The UK's fitness to work tests have probably tipped 590 people over the edge into committing suicide, experts have concluded.
Researchers from Oxford and Liverpool universities examined the state of mental health in all 149 local authorities around the country and compared it with trends in fitness to work reassessments.
And, they found, for every 10,000 people reassessed in each area under fitness to work tests, there were an extra six suicides compared to normal. On top of this, they found, there were 2,700 more cases of mental health problems reported, and an extra 7,020 prescriptions for antidepressants.
Over the country as a whole, this equates to 590 extra suicides, 279,000 extra cases of mental illness and 725,000 extra prescriptions between 2010 and 2013.
The effects were strongest in the most deprived areas of the country.
"The programme of reassessing people on disability benefits using the work capability assessment was independently associated with an increase in suicides, self-reported mental health problems and antidepressant prescribing," says Benjamin Barr, from Liverpool's Institute of Psychology, Health and Society.
"This policy may have had serious adverse consequences for mental health in England, which could outweigh any benefits that arise from moving people off disability benefits."
Tom Pollard, policy and campaigns manager at mental health charity Mind, says the government's work capability assessment can be seriously harmful.
"We know that people with mental health problems often find these assessments hugely stressful and, since they don't accurately assess the extent to which a mental health problem can affect someone's ability to work, many individuals get the wrong outcome," he says.
"This could mean they are required to look for work before they are ready, or have to go through a lengthy and stressful appeals process to challenge the decision, all of which can impact further on their mental health."
Fitness to work tests have already been linked anecdotally with a number of suicides.
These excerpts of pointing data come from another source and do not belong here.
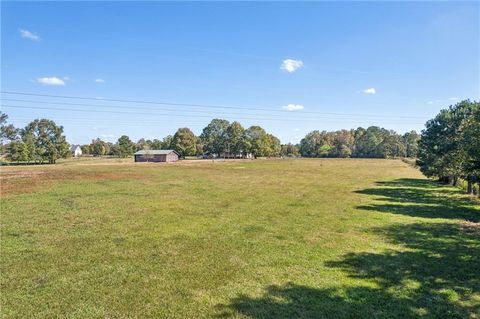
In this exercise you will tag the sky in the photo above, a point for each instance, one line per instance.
(290, 67)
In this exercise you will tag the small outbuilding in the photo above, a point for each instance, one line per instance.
(156, 156)
(76, 150)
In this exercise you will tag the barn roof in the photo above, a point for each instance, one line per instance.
(155, 152)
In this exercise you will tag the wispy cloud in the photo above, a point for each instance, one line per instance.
(293, 107)
(290, 65)
(29, 35)
(52, 81)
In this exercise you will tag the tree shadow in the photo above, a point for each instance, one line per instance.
(421, 198)
(433, 274)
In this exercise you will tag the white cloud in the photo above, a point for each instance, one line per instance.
(29, 35)
(293, 107)
(290, 65)
(53, 80)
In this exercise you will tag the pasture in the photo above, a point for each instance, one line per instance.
(319, 238)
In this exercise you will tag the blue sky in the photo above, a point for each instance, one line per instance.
(296, 66)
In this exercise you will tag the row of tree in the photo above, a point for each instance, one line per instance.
(40, 141)
(373, 142)
(43, 141)
(219, 138)
(449, 148)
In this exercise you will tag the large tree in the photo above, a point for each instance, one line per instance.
(235, 139)
(98, 147)
(315, 144)
(214, 136)
(411, 143)
(125, 146)
(184, 142)
(470, 144)
(441, 153)
(50, 143)
(257, 141)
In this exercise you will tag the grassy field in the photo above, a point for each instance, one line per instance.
(329, 238)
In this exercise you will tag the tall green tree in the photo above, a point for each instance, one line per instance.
(235, 138)
(411, 143)
(315, 144)
(17, 151)
(289, 150)
(214, 136)
(441, 153)
(257, 141)
(185, 142)
(50, 143)
(167, 142)
(470, 144)
(125, 146)
(98, 147)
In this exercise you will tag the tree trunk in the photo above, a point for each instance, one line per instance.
(454, 181)
(469, 186)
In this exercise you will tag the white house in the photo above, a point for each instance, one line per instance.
(76, 150)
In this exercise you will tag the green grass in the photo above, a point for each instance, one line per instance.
(330, 238)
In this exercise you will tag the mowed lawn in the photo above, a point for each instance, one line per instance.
(320, 238)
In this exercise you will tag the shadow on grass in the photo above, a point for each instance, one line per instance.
(421, 198)
(434, 275)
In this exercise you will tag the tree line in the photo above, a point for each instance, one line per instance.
(219, 138)
(41, 141)
(449, 147)
(373, 142)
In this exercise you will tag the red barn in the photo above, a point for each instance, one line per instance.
(156, 156)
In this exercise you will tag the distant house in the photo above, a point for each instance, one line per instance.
(156, 156)
(76, 150)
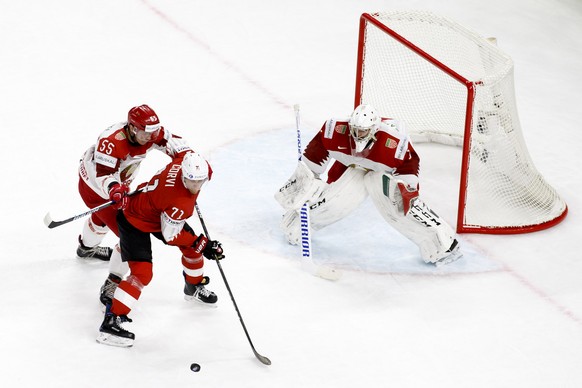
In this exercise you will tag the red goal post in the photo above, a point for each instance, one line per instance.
(452, 86)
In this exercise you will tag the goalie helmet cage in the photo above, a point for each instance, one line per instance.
(451, 86)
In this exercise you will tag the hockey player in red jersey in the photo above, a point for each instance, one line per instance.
(161, 209)
(109, 166)
(366, 155)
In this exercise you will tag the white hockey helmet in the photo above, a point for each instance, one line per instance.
(194, 167)
(363, 125)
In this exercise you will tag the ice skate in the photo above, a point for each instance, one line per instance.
(99, 253)
(199, 293)
(454, 254)
(111, 333)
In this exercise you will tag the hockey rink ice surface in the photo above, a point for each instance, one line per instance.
(225, 75)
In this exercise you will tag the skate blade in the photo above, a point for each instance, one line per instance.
(198, 302)
(449, 259)
(113, 340)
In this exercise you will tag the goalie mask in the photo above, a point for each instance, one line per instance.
(363, 125)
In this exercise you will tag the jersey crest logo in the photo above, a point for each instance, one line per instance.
(391, 143)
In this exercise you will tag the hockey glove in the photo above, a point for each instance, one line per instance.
(118, 194)
(211, 249)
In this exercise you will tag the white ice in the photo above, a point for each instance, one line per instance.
(225, 75)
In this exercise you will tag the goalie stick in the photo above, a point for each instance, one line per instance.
(50, 223)
(322, 271)
(260, 357)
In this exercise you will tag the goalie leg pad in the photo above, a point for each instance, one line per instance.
(336, 201)
(302, 187)
(116, 265)
(420, 225)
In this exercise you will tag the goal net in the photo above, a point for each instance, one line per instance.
(451, 86)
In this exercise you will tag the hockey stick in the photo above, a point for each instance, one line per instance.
(50, 223)
(323, 271)
(261, 358)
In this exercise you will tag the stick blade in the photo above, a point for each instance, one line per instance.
(262, 359)
(48, 220)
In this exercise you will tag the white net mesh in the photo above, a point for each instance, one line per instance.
(427, 70)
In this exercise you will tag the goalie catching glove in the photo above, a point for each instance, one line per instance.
(211, 249)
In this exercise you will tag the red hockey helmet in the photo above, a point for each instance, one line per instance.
(144, 118)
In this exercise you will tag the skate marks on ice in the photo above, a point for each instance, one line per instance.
(249, 171)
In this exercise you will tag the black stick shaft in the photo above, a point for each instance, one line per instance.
(261, 358)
This September, a coroner ruled that Michael O'Sullivan, a 60-year-old father of two from north London, killed himself as a direct result of being found fit to work by the assessors.
In August - after a long battle by freedom of information campaigners - the Department for Work and Pensions (DWP) finally released figures showing that between December 2011 and February 2014, 2,380 individuals died after a work capability assessment found they were found fit for work.
This latest research, clearly, doesn't prove that the fitness to work tests caused the extra suicides - merely that more tests are associated with more deaths, to an extent that's statistically significant.
In theory, the numbers could equally well indicate that the suicides could be causing the tests, or that both could be caused by a third factor.
And, perhaps because it doesn't understand what statistical analysis actually is, the DWP is effectively seizing on these possible alternative explanations.
"This report is wholly misleading, and the authors themselves caution that no conclusions can be drawn about cause and effect," a spokesman tells the Mirror.
"In addition, it is concerning that they provide no evidence that the people with mental health problems highlighted in the report even underwent a work capability assessment."